Mounting weights on pinewood derby cars can be done in many ways. The
easiest way is to screw plates on the bottom of the car. The next
simplest is to drill holes into the side, back or bottom of the car,
and then insert lead or tungsten into the holes.

Another way to weight a car is with pockets in the bottom of the car.
To create a very low-profile car and to focus the weight in one area,
tungsten cubes are oftentimes used. These cubes are tightly packed
and glued into pockets in the bottom of the car.

Although weight pockets can be made with more sophisticated machinery
such as routers and mortising machines, they can also be made with a
hand drill and a chisel. Today, I will share some tips to take the
pain out of making pockets by hand.


Before we start drilling, let's cover some preliminary steps:

1. To make clean pockets, you must use a Brad Point or Forstner drill
bit. These bits create relatively flat-bottomed holes with straight
sides, which greatly reduce the amount of chiseling which will be
required, and minimizes the risk of damaging the car.

2. Always make the pockets on the raw block. It is much easier to
clamp, drill, and chisel into a block than it is to work on a shaped
car. Also, if damage is done, then you can easily start again.

3. Select a drill bit that is properly sized for the work you are
doing. If you are a making pocket to hold one row of 1/4 inch cubes,
then a 1/4 inch drill bit is perfect. If you are making a pocket for
multiple rows of cubes, then use a larger bit (3/8 or 7/16 inch).

4. After marking the perimeter of the pocket, clamp the block firmly
to a work bench, or place it in a vise. Don't try drilling into a
block that is not firmly locked in place.

Now, let's move on to the actual drilling. First we need to establish
the depth of the pocket. With a hand drill, the easiest way is to
wrap a piece of masking tape around the bit at the pocket depth. Then
when drilling, you can stop when the masking tape reaches the wood.
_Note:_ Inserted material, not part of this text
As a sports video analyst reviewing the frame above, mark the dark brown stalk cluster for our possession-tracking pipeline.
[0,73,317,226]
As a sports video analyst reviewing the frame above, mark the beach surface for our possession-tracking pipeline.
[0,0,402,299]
Figure 1 - Masking Tape on Drill Bit (marking 1/4 inch of depth)

Start by drilling one hole at each corner of the pocket, making sure
to stop at the masking tape. Then continue drilling holes around the
perimeter of the pocket, and the interior of the pocket. The goal is
to remove as much wood as possible with the drill bit.

Figure 2 - Drilling Holes


Now let's look at chisels. Similar to selecting a drill bit, select a
wood chisel that is appropriately sized. For a 1/4 inch wide pocket,
use a 1/4 inch chisel. For larger pockets, a 1/2 inch chisel will
work fine. Next, make sure the chisel is very sharp - a dull chisel
will lead to a damaged car. Finally, be very careful with a chisel.
NEVER, EVER pull a chisel towards you, or push a chisel towards your
hand.(1) Treat the chisel like a knife and handle it accordingly.

Now with the block still clamped in place, hold the chisel vertically
and press it down along the perimeter of the pocket - generally a
hammer is not needed. Work around the pocket, squaring out the
corners. Then, clean out any remaining wood in the interior of the
pocket. Two tricks:

1. When squaring corners, square along the grain of the wood first,
then square across the grain, and,
2. Cut a small amount of material at a time - taking too much material
can result in a damaged block.

Figure 3 - Chiseling

Test fit the weight into the pocket. If it doesn't quite fit, then
expand the pocket slightly with the chisel.

Figure 4 - Testing the Pocket

The bottom of the pocket will have tiny holes from the center tip of
the drill bit. If the car will be thicker than the depth of these
holes, then they can be left alone. But if the car will be just a
little thicker than the depth of the pocket, from the bottom of the
pocket fill the holes with some wood filler. Allow the filler to dry
before slicing the car.

Now that the weight has been accommodated, you can shape and finish
your car. Good luck with the race!

(1) Since Maximum Velocity began over 10 years ago, we have only
experienced two significant accidents in our shop. One of the
accidents occurred during a workshop for our local race. A father
broke a chisel rule (Never push a chisel towards your hand) resulting
in a decent sized gash on the palm of his hand.